Over the last two decades, $2.6 billion has been funneled out of Pennsylvania state coffers through the school voucher tax credit programs that give tax breaks to corporations donating to private or religious schools. State records show that the largest beneficiary of the school voucher tax credit programs is a company led by the state’s richest man and prolific school privatization advocate, billionaire Jeff Yass. Entities led by billionaire Susquehanna International Group co-founders Jeffrey Yass, Joel Greenberg, and Arthur Dantchik, with addresses at the SIG headquarters, made up the top 3 beneficiaries of the tax credit from 2017 to 2023. During this time period, the three entities registered to these billionaires received tax credits worth $30.6 million from the Educational Improvement Tax Credit (EITC) and the Opportunity Scholarship Tax Credit (OSTC) programs, meaning they got 90% of the $33.98 million they contributed back in tax savings.

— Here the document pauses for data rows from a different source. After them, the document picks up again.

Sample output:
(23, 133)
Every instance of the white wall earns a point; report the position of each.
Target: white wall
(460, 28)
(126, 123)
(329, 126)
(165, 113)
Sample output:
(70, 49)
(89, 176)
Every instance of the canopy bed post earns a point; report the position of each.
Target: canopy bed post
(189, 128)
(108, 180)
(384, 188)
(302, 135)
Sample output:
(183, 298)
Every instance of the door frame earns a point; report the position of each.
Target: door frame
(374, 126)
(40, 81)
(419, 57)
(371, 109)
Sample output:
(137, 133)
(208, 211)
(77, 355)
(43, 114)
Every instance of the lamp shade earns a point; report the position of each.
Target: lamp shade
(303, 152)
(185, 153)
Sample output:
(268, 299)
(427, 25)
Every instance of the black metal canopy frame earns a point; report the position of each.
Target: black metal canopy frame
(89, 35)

In addition to the tax credit, these programs have been associated with a practice called “triple dipping,” where it is possible for some but not all donors to profit as much as 27% from their school voucher contributions by using their contribution to lower their state and federal tax liability– effectively generating a tax savings larger than their donation. We do not know if the entities led by Jeffrey Yass, Joel Greenberg, and Arthur Dantchik have engaged in “triple dipping” or were eligible to do so.
Funding allocated for these scholarship tax credits has grown exponentially since their inception. The Educational Improvement Tax Credit (EITC) grew from $160 million in 2018 to $540 million in 2025, while the Opportunity Scholarship Tax Credit (OSTC) grew from $50 million to $90 million in the same time period. On the other hand, spending on basic public school education has only kept up with the rate of inflation. The exponential increase in school voucher tax credits occurred at the same time as Jeffrey Yass’s increased political spending in Pennsylvania. He went from spending just a few million per year on elections in 2018 to spending more than $35 million in the 2024 election.
These expensive tax credit programs must be reexamined, particularly as they could be giving some wealthy donors the opportunity to profit from their donations in a time when public education investment lags far behind need. Eliminating the EITC and OSTC can save the state $630 million annually, and provide crucial investments in underfunded schools.